This is how it worked for me. I bought my first Lucy as a pet, not having any idea I'd EVER want to show. She came with limited registration (no breeding, no showing) After I became obsessed and wanted to show, her breeder was willing to let me do that, by changing the registration to full. Luckily, I bought a girl that was show quality, but that doens't always happen! It didn't work out but i still learned a lot from it.

I was lucky enough to find a breeder who was willing to sell me a show dog, so Caddy came into my home. Again, that didn't work out for showing but I still learned a lot and I just had my first litter of pups from her and Caddy's son will hopefully be hitting in the ring in a few months. 

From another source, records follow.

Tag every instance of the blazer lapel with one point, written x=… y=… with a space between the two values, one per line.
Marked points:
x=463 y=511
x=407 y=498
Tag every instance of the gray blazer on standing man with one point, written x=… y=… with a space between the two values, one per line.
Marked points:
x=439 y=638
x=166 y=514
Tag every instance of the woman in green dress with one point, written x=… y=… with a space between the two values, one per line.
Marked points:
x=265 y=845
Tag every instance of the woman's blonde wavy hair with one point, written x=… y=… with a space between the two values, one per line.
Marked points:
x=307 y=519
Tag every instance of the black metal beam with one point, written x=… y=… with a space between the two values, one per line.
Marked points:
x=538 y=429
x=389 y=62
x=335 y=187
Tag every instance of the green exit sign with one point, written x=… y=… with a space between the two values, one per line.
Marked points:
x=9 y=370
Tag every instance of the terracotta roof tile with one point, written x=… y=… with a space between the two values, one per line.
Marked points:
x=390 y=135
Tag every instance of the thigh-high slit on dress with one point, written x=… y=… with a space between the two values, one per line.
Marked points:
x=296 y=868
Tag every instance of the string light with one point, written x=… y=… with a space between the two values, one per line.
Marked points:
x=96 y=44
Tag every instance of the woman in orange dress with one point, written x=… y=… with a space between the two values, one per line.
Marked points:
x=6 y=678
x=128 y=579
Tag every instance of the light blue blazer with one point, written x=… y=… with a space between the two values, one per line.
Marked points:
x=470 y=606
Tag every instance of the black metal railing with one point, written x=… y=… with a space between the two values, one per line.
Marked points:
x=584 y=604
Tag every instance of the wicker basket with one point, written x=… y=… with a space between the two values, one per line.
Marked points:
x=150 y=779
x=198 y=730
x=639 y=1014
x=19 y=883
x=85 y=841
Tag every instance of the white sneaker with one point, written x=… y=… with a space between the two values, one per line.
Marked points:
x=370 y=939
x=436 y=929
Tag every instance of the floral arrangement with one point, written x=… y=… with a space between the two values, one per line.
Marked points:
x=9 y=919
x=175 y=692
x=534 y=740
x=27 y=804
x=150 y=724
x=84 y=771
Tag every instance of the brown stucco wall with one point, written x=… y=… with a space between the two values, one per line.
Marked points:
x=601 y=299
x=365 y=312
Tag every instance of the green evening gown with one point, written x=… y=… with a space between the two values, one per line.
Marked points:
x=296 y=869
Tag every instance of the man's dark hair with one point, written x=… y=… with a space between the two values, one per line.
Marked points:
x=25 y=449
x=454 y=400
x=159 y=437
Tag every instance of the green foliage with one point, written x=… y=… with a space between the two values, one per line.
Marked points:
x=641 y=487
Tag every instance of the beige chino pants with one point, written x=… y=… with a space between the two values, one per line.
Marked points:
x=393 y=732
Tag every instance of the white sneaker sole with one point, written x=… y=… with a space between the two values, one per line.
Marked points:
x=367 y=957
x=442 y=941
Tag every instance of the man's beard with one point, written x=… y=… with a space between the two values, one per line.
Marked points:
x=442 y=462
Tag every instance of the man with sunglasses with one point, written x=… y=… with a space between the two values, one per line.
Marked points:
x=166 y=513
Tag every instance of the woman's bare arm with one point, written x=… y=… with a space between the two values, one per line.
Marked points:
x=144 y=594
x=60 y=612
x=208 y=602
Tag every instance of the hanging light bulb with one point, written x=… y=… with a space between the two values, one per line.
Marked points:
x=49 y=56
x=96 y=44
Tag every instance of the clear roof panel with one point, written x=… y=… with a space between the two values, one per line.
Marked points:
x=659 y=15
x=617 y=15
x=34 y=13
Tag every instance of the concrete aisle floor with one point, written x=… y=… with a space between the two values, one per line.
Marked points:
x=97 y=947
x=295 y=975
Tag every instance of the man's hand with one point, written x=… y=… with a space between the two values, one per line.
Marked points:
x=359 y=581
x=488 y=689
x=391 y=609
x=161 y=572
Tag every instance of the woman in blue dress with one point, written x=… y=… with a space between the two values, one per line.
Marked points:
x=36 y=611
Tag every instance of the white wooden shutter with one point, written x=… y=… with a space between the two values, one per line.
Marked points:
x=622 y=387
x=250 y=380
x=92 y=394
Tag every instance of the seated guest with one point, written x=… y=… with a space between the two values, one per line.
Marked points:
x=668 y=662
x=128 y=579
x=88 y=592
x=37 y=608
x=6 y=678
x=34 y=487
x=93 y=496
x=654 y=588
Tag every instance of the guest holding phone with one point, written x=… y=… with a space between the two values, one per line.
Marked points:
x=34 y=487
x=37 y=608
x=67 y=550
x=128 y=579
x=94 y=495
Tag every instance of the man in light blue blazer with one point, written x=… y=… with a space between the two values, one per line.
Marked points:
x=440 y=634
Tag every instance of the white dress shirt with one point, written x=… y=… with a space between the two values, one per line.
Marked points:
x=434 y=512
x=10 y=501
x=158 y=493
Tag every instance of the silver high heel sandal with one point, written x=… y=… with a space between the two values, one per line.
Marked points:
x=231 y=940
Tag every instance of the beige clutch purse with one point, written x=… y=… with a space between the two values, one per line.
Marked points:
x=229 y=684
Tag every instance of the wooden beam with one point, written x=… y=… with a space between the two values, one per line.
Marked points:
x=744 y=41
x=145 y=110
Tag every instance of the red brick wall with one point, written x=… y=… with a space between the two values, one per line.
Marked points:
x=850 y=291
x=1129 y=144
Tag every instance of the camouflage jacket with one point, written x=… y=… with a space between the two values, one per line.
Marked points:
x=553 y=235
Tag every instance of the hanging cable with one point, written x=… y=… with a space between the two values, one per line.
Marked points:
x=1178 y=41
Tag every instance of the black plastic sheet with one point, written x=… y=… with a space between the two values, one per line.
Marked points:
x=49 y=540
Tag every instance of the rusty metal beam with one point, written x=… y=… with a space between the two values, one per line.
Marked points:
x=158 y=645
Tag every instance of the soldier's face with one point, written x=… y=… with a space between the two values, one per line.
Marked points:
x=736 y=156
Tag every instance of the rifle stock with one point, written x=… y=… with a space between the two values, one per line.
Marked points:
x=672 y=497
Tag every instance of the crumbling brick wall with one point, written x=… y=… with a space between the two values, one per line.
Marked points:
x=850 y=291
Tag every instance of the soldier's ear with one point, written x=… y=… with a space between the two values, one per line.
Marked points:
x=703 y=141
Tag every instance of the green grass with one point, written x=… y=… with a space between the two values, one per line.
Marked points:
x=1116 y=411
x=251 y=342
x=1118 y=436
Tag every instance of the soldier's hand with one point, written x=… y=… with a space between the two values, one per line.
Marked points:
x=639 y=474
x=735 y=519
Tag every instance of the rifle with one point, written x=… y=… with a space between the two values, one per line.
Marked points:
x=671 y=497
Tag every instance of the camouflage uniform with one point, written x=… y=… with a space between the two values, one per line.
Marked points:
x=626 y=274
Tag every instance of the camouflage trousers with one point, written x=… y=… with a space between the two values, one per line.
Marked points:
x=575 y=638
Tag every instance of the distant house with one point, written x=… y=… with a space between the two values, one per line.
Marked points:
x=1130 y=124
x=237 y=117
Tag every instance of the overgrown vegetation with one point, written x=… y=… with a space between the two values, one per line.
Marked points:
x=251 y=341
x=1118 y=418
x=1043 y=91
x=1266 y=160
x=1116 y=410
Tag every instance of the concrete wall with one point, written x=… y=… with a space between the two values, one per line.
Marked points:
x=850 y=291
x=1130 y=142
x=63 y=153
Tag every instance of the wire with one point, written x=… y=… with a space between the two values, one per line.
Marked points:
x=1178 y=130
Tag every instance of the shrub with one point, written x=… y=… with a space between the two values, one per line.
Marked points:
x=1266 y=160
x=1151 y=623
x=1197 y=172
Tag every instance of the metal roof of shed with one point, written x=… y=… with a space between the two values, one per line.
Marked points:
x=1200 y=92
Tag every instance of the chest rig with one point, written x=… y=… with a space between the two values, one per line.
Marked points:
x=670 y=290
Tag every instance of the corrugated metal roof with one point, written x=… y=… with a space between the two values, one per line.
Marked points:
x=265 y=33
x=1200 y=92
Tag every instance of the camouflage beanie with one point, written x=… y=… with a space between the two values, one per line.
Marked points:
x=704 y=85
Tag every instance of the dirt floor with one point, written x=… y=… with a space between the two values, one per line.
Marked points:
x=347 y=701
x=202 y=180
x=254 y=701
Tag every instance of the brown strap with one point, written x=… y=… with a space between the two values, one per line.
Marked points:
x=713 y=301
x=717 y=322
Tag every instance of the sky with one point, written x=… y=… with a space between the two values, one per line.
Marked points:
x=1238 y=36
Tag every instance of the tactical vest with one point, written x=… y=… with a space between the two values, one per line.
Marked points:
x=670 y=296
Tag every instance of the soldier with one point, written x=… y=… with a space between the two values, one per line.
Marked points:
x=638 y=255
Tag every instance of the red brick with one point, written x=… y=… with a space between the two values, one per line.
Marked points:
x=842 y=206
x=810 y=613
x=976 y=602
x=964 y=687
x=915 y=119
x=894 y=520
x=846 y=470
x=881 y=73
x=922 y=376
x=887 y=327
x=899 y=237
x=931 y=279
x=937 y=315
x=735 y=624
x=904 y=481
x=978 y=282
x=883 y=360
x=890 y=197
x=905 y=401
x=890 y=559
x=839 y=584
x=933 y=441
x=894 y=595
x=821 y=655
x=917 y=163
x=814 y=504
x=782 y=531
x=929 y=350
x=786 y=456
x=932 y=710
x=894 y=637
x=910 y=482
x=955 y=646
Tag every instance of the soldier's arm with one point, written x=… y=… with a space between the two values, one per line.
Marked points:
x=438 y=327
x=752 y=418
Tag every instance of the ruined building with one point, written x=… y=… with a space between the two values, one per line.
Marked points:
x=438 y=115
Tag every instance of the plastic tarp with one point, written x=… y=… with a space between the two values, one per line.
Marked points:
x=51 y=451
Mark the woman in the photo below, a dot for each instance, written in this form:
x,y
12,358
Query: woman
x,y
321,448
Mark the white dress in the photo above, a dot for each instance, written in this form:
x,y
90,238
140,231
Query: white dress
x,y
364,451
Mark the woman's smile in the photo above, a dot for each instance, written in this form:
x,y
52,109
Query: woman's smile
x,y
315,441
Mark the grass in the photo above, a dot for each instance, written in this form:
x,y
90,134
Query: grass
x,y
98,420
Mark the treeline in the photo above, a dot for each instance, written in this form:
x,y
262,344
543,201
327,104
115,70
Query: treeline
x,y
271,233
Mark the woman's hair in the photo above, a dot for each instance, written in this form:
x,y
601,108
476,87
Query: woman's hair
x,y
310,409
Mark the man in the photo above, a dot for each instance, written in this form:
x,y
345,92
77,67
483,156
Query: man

And then there is Caira, who was given to me by the same breeder to make up for caddy not working out as a show dog. All i can say is... WOW! She loves the ring and I've learned a lot by showing her these past 6 mos, plus she gorgeous (not that I'm biased, LOL) 

So there are breeders out there who are willing to take a chance with newbies and all i can say it is soo appreciated! Showing is a lot of work (and can be a lot of money) so you pretty much have to commit fully to it. It's hard to 'dabble' at showing and finish a dog.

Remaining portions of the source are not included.